Elle légitime des mesures discriminatoires entre les juges, contraires au principe d’égalité entre eux. Cette discrimination se traduit non seulement par les disparités de revenus qui peuvent varier du simple au quintuple selon le nombre de missions confiées, mais aussi par la répartition inéquitable du travail, puisque les juges qui n’ont pas obtenu de mission se voient obligés d’exécuter les tâches les plus complexes, leurs confrères n’étant pas disponibles. Ce qui ne fait qu’augmenter le sentiment de frustration et d’injustice au sein des juges et accroît leur démotivation. Cet état de fait est lourd de conséquences pour l’état d’esprit des juges avec :

une tendance à se livrer concurrence afin de gagner les faveurs des administrations publiques et du président du Conseil d’État pour obtenir une ou des mission(s) qui engendreront des revenus supplémentaires. Chaque juge administratif devient le concurrent de ses confrères, ce qui a pour effet de les éloigner les uns des autres et de susciter un sentiment de méfiance ; - des sentiments de frustration, d’échec et probablement d’iniquité chez les juges qui n’ont pas les faveurs des administrations publiques et se voient rarement confier une mission. Un juge nous a rapporté que son fils de 13 ans lui reprochait de ne pas mener le même train de vie que ses confrères qui se voient attribuer de nombreuses missions et disposent donc de revenus plus conséquents.

Elle accentue le pouvoir hiérarchique du président du Conseil qui peut attribuer une mission à la personne de son choix. Cette prérogative vient s’ajouter à son pouvoir d’enquêter sur les infractions disciplinaires et comportementales, aux privilèges propres à la présidence de la première chambre, ou encore à celui de procéder à des mutations et à la répartition du travail. Cela peut susciter des craintes légitimes quant à un abus de pouvoir pour contrôler les décisions du Conseil.

Elle porte atteinte à la confiance du public dans le Conseil d’État en raison de la hausse du nombre de missions et des juges qui en sont chargés, notamment des présidents de chambre. Pour mener à bien leur tâche, ils sont intégrés aux administrations publiques au point de s’y fondre complètement. Cette perte de confiance des Libanais conduit à un sentiment de méfiance légitime généralisé.

Elle affecte les garanties d’un procès équitable. Outre l’impact négatif sur l’indépendance du pouvoir juridictionnel et les garanties de procès équitable qu’il suppose, il convient de noter que les plaideurs ignorent souvent le nom des juges assesseurs au sein du tribunal saisi d’une affaire, ce qui les prive de la possibilité de récuser des juges pour exercice d’une mission au sein d’une administration mise en cause. Par ailleurs, l’opacité concernant la nature des missions attribuées, étant donné qu’elles ne sont pas publiées officiellement, handicape les plaideurs dans leurs démarches.

Elle affecte l’efficacité du travail des tribunaux, notamment compte tenu des postes vacants actuellement.
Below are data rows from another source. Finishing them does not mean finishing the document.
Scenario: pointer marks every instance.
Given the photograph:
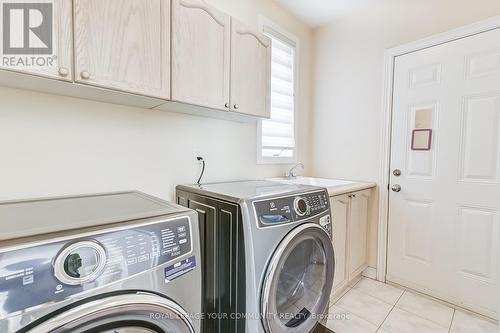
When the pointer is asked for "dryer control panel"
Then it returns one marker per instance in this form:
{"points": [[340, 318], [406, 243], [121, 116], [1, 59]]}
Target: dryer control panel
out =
{"points": [[52, 271], [270, 212]]}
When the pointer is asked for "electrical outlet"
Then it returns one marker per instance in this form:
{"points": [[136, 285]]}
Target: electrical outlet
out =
{"points": [[196, 154]]}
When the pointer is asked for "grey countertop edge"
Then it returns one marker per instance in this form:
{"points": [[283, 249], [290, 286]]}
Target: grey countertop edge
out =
{"points": [[358, 186]]}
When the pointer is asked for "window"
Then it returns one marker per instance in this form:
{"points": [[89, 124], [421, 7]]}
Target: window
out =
{"points": [[277, 135]]}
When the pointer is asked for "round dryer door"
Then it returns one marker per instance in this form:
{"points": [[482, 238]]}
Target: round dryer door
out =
{"points": [[299, 280], [125, 313]]}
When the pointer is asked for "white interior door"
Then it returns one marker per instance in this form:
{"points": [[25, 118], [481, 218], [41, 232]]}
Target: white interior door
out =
{"points": [[444, 222]]}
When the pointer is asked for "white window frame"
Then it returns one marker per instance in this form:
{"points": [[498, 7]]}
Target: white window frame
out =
{"points": [[264, 24]]}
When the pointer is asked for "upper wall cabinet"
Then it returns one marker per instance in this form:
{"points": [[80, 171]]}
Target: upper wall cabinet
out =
{"points": [[56, 61], [250, 71], [123, 45], [201, 37]]}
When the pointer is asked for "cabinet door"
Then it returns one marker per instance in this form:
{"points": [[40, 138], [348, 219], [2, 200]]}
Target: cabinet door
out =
{"points": [[58, 63], [250, 71], [123, 45], [340, 215], [358, 229], [201, 37]]}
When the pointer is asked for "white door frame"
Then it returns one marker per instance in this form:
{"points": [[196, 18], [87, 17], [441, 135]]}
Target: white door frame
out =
{"points": [[388, 81]]}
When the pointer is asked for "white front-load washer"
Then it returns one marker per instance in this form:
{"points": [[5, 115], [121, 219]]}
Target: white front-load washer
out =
{"points": [[111, 263]]}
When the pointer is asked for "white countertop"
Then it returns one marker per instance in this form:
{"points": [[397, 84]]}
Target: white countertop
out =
{"points": [[334, 186]]}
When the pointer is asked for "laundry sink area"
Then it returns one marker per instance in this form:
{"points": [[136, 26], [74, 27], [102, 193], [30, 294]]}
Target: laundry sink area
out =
{"points": [[334, 186]]}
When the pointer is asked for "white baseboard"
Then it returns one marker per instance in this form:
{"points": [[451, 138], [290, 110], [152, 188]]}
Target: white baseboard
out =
{"points": [[370, 272]]}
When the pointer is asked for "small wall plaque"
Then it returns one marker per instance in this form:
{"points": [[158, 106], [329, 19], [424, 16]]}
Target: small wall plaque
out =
{"points": [[421, 139]]}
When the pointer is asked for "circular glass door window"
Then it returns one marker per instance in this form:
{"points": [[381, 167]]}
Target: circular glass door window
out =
{"points": [[299, 281]]}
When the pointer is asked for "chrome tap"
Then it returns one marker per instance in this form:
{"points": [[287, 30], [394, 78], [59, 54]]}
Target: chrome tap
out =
{"points": [[291, 173]]}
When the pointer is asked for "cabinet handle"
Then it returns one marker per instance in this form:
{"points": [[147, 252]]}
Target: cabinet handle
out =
{"points": [[63, 71], [85, 75]]}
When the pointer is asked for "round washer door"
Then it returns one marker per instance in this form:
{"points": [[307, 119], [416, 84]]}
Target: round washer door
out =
{"points": [[299, 280], [125, 313]]}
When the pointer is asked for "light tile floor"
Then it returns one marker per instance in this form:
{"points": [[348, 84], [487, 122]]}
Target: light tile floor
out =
{"points": [[374, 307]]}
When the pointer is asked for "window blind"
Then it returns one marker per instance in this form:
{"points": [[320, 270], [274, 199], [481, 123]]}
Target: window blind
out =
{"points": [[278, 133]]}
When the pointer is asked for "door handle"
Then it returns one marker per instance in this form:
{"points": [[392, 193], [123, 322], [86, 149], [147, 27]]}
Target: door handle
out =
{"points": [[396, 188]]}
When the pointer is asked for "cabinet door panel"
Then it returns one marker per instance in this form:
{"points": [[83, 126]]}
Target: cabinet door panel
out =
{"points": [[250, 71], [358, 229], [201, 37], [340, 213], [58, 64], [123, 45]]}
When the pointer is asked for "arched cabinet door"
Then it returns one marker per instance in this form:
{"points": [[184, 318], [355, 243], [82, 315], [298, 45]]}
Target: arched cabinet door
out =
{"points": [[201, 38], [250, 71]]}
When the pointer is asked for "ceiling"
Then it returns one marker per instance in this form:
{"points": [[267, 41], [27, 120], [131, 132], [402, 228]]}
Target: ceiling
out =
{"points": [[318, 12]]}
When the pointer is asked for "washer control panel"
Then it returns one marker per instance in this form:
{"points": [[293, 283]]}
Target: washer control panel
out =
{"points": [[52, 271], [277, 211]]}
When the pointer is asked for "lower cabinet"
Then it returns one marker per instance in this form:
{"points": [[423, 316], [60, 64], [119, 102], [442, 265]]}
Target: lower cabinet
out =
{"points": [[350, 229]]}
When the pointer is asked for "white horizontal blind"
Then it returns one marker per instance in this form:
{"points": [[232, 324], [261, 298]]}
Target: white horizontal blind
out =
{"points": [[278, 133]]}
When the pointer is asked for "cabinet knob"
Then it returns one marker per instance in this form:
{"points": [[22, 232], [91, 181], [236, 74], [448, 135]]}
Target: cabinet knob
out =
{"points": [[85, 75], [63, 71]]}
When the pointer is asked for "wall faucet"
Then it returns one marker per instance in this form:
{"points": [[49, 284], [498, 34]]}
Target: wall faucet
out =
{"points": [[291, 173]]}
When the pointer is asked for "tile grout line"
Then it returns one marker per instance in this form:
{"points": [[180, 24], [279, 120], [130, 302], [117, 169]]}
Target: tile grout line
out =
{"points": [[424, 318], [392, 309], [452, 319]]}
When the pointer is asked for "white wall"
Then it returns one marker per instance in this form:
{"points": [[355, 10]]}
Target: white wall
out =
{"points": [[52, 145], [347, 80]]}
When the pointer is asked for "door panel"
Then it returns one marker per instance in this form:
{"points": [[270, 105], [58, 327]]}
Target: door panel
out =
{"points": [[123, 45], [444, 223], [200, 54], [250, 71]]}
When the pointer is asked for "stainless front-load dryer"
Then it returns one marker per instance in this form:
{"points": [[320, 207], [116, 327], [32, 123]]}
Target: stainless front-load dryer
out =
{"points": [[112, 263], [277, 264]]}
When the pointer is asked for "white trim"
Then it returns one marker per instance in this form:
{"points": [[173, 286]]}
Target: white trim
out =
{"points": [[266, 22], [385, 135], [370, 273]]}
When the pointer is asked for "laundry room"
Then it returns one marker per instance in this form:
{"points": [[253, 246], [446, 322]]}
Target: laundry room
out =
{"points": [[249, 166]]}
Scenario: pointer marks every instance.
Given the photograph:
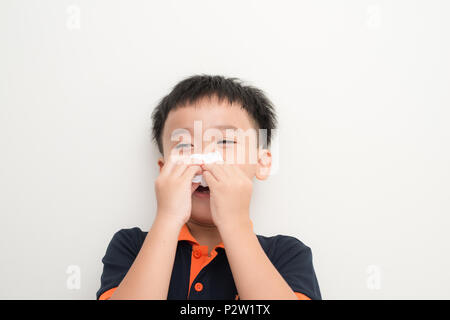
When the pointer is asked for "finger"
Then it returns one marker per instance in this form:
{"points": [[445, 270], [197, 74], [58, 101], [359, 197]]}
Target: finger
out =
{"points": [[238, 171], [210, 179], [190, 172], [217, 170]]}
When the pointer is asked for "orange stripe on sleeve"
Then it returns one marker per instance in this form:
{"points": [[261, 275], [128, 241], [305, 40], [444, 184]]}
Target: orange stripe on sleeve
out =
{"points": [[107, 294], [301, 296]]}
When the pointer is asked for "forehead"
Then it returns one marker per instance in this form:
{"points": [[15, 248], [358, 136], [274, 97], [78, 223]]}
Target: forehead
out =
{"points": [[211, 113]]}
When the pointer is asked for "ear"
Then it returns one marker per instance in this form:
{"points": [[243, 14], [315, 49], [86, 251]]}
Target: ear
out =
{"points": [[160, 163], [264, 164]]}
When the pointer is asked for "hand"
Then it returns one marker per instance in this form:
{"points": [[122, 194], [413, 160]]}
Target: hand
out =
{"points": [[230, 193], [174, 188]]}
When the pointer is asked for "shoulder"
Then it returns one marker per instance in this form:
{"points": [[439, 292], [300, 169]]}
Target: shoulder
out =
{"points": [[281, 244], [127, 239]]}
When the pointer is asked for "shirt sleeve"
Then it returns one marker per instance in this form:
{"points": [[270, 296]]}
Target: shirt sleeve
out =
{"points": [[294, 262], [120, 254]]}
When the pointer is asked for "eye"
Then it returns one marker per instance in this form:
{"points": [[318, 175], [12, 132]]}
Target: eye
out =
{"points": [[227, 141], [182, 145]]}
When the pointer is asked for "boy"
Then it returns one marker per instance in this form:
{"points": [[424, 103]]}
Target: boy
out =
{"points": [[201, 244]]}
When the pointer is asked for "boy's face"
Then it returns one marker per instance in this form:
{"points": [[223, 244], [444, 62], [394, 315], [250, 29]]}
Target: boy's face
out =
{"points": [[209, 126]]}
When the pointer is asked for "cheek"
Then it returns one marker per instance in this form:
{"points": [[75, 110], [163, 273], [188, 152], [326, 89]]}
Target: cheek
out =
{"points": [[248, 169]]}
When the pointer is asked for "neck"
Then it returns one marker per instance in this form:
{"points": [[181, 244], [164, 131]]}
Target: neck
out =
{"points": [[205, 234]]}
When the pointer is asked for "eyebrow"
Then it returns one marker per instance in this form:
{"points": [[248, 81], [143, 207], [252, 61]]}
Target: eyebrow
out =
{"points": [[215, 127]]}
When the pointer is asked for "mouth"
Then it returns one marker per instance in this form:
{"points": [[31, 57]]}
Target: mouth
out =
{"points": [[201, 192]]}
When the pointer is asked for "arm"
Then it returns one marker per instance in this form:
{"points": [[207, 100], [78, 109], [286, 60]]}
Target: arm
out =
{"points": [[149, 275], [255, 276]]}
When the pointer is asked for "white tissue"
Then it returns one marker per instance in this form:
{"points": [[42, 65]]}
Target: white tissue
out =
{"points": [[207, 158]]}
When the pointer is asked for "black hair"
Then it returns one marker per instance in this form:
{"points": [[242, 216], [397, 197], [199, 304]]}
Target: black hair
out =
{"points": [[194, 88]]}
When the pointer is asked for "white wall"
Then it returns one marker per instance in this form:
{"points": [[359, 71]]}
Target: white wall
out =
{"points": [[362, 91]]}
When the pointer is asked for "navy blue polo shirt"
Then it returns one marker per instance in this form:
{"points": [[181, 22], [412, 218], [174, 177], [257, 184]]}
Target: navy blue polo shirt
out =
{"points": [[197, 276]]}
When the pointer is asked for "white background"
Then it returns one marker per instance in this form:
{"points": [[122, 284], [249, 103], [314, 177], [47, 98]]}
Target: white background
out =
{"points": [[362, 93]]}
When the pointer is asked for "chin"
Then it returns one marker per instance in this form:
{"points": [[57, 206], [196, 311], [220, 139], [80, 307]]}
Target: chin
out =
{"points": [[202, 217]]}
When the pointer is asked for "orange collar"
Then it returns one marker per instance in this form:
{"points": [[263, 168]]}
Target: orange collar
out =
{"points": [[185, 234]]}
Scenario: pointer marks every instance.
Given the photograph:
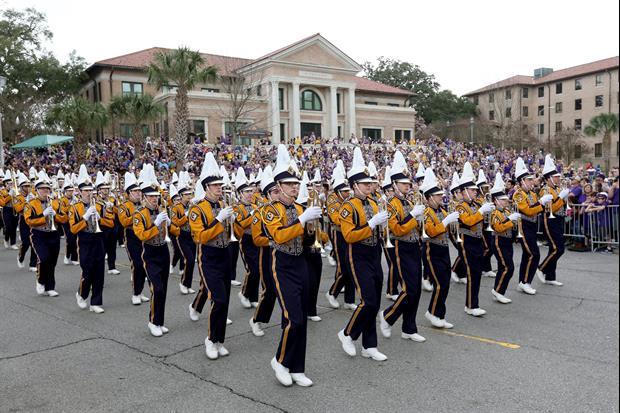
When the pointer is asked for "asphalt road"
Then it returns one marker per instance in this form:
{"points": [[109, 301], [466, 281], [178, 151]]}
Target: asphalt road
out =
{"points": [[556, 351]]}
Un grand nombre de juges consacrent une partie conséquente de leur temps aux services de conseil rendus aux administrations publiques. Cette situation est aggravée par l’attribution de plusieurs missions à un seul et même juge, par le montant des rémunérations des missions qui dépassent sa solde initiale de juge et par l’absence de mécanismes d’évaluation au sein du Conseil. L’impact d’une telle pratique sur la productivité des juges s’accroît, d’autant que des missions peuvent être attribuées aux présidents des chambres qui doivent participer au prononcé des décisions rendues par leur tribunal.

Elle reste injustifiée. La mission attribuée au juge au sein d’une administration, d’une institution publique ou d’une municipalité ne concerne pas l’exercice d’une fonction judiciaire et ne requiert pas les qualifications et les garanties d’un juge. Elle peut être exécutée par un fonctionnaire justifiant d’une expérience dans le domaine du droit, par un avocat ou un conseiller juridique. Si la présence de juges au sein de ces administrations est susceptible, en principe, d’améliorer la qualité de leurs décisions, leur intégration dans les administrations publiques risque a contrario de les affecter de manière négative, en raison de la non-obligation de reddition de comptes.

L’une des principales failles de l’organisation du Conseil d’État concerne l’attribution aux juges du Conseil de missions consultatives auprès des administrations publiques en vertu d’une décision du président du Conseil. Des travaux rémunérés par l’administration publique auprès de laquelle ils exercent leur mission, comme le précise l’article 15 du règlement du Conseil...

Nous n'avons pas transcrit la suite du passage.